How history repeats itself – ironically, if not farcically. More than 100 years ago, the Irish Parliamentary Party held the balance of power at Westminster, forcing prime minister HH Asquith’s hand on Home Rule for Ireland.
And now, in an almost comedic re-run, an Irish political party – the Democratic Unionist Party (DUP) – holds the balance of power at Westminster, and will force Prime Minister Theresa May’s hand to follow their agenda.
Back in the 1900s, there was a certain amount of patronising attitudes, if not outright sneering, at the Irish MPs for their provincial ways (although the House missed their eloquence and wit once they departed, after 1918).
A hundred years later, there’s a similar level of patronising and sometimes snooty London attitudes to the 10 Ulster MPs, for their “social conservatism” – which is code for “provincial and backward”.

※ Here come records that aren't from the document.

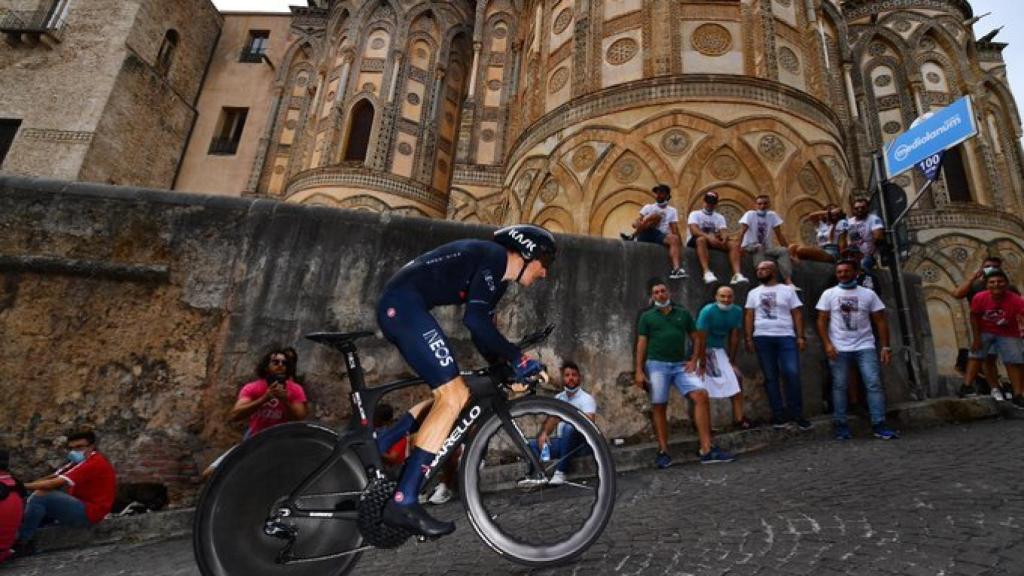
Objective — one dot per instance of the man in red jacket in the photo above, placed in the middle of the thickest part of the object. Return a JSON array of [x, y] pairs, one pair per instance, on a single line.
[[78, 494], [10, 506]]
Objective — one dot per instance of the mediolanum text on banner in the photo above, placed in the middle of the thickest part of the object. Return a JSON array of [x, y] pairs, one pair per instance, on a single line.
[[942, 130]]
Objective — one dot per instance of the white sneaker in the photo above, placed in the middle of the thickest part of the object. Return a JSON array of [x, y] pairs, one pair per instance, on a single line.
[[440, 494]]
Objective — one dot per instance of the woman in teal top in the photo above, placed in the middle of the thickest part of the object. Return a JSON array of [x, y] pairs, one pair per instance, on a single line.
[[718, 325]]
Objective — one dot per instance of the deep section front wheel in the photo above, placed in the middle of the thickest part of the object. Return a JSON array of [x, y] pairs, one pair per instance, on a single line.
[[547, 522], [230, 536]]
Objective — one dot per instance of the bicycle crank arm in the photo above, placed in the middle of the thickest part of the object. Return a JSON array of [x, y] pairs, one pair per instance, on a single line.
[[293, 560], [515, 433]]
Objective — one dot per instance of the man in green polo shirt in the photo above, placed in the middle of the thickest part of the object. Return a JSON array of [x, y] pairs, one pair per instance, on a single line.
[[662, 362]]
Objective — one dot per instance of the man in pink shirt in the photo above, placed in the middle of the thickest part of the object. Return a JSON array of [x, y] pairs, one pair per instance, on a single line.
[[79, 494], [273, 399], [996, 315]]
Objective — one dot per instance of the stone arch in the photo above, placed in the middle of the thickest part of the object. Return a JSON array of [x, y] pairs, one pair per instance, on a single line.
[[620, 202], [951, 50], [556, 214], [358, 130]]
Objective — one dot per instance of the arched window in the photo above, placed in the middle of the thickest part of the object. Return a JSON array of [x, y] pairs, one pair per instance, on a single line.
[[358, 132], [166, 55]]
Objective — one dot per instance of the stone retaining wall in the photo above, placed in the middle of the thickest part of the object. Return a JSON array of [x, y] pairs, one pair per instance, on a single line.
[[140, 313]]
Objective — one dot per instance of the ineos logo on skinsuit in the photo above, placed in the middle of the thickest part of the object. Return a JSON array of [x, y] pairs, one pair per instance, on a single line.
[[439, 347], [521, 239]]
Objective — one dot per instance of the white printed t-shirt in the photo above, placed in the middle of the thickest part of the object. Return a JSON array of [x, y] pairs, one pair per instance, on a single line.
[[581, 400], [760, 229], [709, 223], [773, 307], [858, 233], [669, 215], [850, 317]]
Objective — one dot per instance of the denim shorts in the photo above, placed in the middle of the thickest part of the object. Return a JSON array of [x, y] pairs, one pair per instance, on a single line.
[[664, 375], [652, 236], [1010, 350]]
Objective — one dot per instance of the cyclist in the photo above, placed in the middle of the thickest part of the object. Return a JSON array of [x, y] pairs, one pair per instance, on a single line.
[[474, 273]]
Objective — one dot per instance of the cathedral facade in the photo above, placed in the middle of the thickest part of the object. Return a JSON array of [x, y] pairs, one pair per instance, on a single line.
[[565, 113]]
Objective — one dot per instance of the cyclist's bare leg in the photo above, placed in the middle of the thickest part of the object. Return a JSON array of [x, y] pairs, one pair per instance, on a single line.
[[448, 403], [403, 510]]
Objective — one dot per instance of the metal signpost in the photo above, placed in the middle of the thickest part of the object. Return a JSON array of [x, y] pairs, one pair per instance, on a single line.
[[923, 147]]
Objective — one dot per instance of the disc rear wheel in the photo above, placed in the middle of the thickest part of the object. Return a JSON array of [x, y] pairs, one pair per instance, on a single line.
[[229, 536]]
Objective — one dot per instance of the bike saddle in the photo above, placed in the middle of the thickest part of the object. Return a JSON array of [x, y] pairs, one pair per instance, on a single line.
[[339, 338]]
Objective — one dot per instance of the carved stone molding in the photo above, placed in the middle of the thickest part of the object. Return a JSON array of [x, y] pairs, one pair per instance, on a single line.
[[712, 39], [677, 89], [48, 135], [361, 177], [622, 51]]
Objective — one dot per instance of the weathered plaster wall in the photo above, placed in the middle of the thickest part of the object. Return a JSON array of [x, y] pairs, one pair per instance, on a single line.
[[140, 313]]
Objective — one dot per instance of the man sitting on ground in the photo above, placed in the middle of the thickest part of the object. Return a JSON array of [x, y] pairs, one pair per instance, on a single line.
[[78, 494], [567, 444], [11, 506]]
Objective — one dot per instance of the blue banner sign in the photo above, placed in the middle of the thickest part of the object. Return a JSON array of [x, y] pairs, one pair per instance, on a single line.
[[942, 130], [931, 166]]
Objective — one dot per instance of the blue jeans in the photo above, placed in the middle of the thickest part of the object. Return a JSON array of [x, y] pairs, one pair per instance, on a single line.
[[870, 373], [563, 448], [775, 354], [56, 505]]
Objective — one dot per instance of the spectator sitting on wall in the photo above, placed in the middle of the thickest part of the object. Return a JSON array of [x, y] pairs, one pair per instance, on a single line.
[[708, 232], [718, 325], [971, 286], [272, 399], [563, 442], [11, 506], [78, 494], [662, 362], [846, 315], [658, 223], [828, 225], [863, 232], [996, 318], [757, 229]]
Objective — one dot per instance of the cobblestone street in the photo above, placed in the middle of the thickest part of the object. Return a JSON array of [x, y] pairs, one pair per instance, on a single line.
[[946, 501]]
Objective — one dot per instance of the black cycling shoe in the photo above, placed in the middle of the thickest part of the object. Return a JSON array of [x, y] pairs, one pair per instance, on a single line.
[[416, 521]]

On BBC One on Sunday morning, politicians and commentators – including Sir Michael Fallon – very quickly distanced themselves, or even expressed alarm, at the DUP’s “social conservatism”, especially around the issues of gay rights and abortion. In Scotland, the successful Ruth Davidson had given the lead by tweeting a warning against the DUP’s “socially conservative” attitudes.
Everyone seemed quick to say that they couldn’t possibly agree with what Andrew Neil called “working-class Protestants with old-fashioned values”. The BBC’s assistant political editor Norman Smith suggested, on Radio 4, that the DUP’s biblical profile could “re-toxify” the Conservative party.